殺虫剤の侵入経路
こんばんは。
本日は、昆虫が殺虫剤を取りこむ経路についてお話します。
昆虫と考えると、少し難しく感じると思いますので、
私たち人間の場合で考えてみましょう。
① 殺虫剤が口から入る場合
これは経路が口ということで、経口と呼びます。
私たち人間も、何らかのアクシデントで、
間違って食べてはいけないものが侵入するケースがあります。
ゴキブリやネズミでいうと毒ダンゴです。
私たちの体は、異物が侵入した際に、
『吐きなさい』
と脳が命令してくれますが、虫やネズミなどは食べたら排出できません。
接触毒性のある 粉剤や残留性のある有機リン剤 がそうです。
昆虫は私たち人間のようにお風呂に入らない代わりに
体に付着したものを舐めて綺麗にするグルーミングと
呼ばれる行動をします。
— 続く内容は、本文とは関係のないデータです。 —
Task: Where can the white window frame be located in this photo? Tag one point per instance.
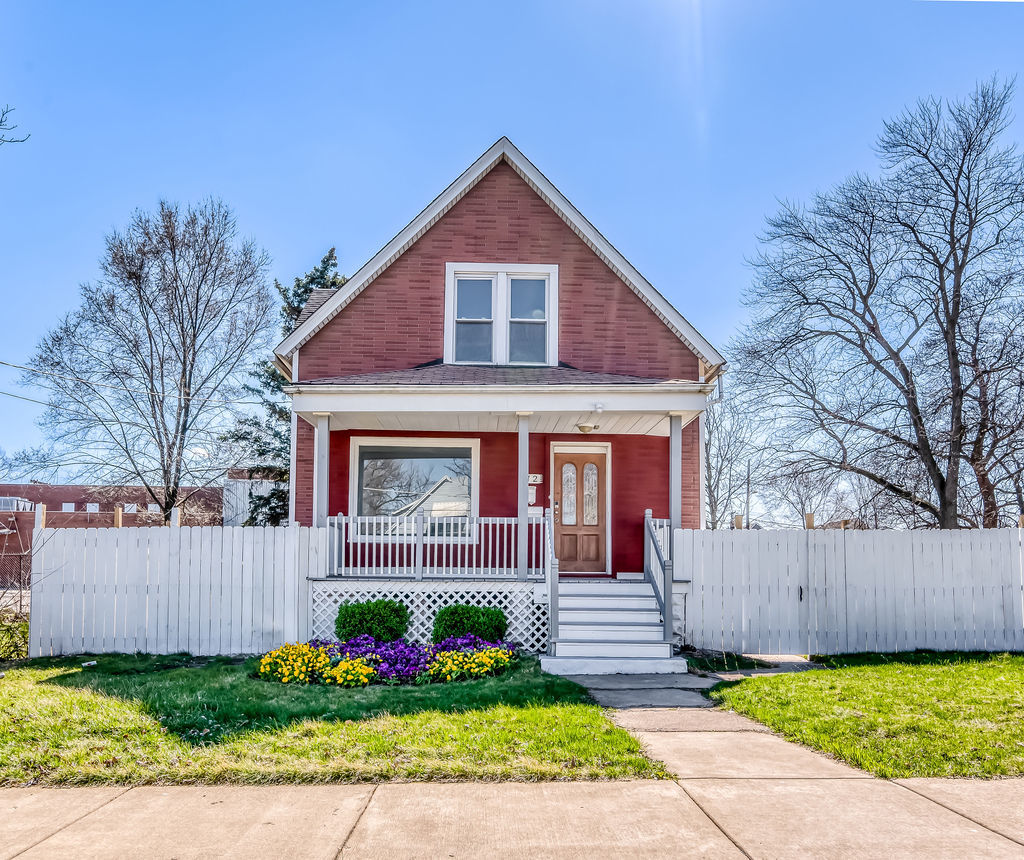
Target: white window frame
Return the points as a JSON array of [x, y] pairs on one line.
[[413, 441], [501, 275]]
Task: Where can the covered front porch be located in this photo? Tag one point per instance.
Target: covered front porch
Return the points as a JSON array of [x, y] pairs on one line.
[[498, 481]]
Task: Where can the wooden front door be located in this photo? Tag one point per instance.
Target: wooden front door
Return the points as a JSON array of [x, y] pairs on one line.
[[580, 512]]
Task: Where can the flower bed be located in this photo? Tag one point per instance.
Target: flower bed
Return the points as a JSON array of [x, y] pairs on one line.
[[366, 660]]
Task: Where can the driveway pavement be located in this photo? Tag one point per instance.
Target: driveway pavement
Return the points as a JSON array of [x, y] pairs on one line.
[[740, 791]]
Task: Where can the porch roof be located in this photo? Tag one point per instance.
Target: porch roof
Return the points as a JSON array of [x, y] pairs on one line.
[[438, 374], [466, 397]]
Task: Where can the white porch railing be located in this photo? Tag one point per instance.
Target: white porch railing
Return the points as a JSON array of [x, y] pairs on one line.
[[663, 532], [551, 576], [434, 548]]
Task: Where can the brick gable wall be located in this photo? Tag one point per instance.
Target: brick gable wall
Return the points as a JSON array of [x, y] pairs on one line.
[[398, 320]]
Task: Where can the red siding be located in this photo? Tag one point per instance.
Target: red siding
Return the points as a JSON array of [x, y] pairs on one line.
[[398, 320], [639, 479]]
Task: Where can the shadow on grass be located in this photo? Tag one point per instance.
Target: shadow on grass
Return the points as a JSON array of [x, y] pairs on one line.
[[921, 657], [206, 700]]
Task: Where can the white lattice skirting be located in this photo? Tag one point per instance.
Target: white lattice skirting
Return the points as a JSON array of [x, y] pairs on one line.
[[524, 606]]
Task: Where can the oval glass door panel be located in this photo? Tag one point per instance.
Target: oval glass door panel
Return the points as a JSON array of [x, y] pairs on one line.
[[568, 493]]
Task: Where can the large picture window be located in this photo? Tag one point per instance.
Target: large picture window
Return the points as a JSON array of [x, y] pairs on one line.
[[501, 314], [406, 477]]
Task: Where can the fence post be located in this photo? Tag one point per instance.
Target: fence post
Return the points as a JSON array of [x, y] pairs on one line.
[[647, 514], [420, 525]]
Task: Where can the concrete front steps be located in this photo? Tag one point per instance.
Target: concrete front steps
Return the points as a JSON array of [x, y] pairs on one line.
[[609, 628]]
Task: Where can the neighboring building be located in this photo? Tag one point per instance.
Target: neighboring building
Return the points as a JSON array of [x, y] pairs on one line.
[[83, 506], [501, 342]]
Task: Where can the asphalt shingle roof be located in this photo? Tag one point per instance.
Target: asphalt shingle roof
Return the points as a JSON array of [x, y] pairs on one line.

その時に、口へ入るのです。
そして私たちが飲むカプセル薬。
これは殺虫剤ではマイクロカプセル剤(MC剤)と呼ばれるものです。
食べた時にカプセル剤が割れ、中に閉じ込めてあった薬剤成分が出るといったしくみです。
私たち人間には粉にしか見えませんが、
虫たちにはボールがたくさん転がっているように見えるのでしょう。
② 殺虫剤が皮膚から入る場合
これは経路が皮膚ということで、経皮と呼びます。
私たち人間も、強い薬品に触れたら皮膚が荒れますよね。
又、筋肉痛などの時には塗り薬を浸透させたりします。これと同じ経路です。
人間の体には治癒能力がありますが、虫にはありません。
ヤケドしたらしっぱなしです。
昆虫の体表である ワックス層・セメント層
と呼ばれるものを溶かして薬剤が侵入します。
有機リン剤などの残効性の高いタイプが多いです。
又、ムカデはお腹が裸状態なので、
吸着性のある粉剤が大の苦手になります。
③ 殺虫剤が気門から入る場合
これは経路が気門ということで、経気門と呼びます。
昆虫が呼吸する場所は、私たち人間でいう「鼻・口」と違い、
気門と呼ばれる箇所から呼吸します。
人間の例では、毒ガス。地下鉄サリン事件などがいい例です。
昆虫にとっては、アースレッドなどの空間に噴霧される場合です。
これは、ピレスロイド系の殺虫剤など速効性のあるタイプが多いです。
以上の3ルート(経口・経皮・経気門)が侵入経路となります。
プロの方々は、
殺虫剤の性質・資機材の使用法・対象害虫の生態・人や自然環境など
さまざまな事に配慮して、適した方法で駆除を行っているのです。
困った際には、プロ業者さんに知恵を借りましょう。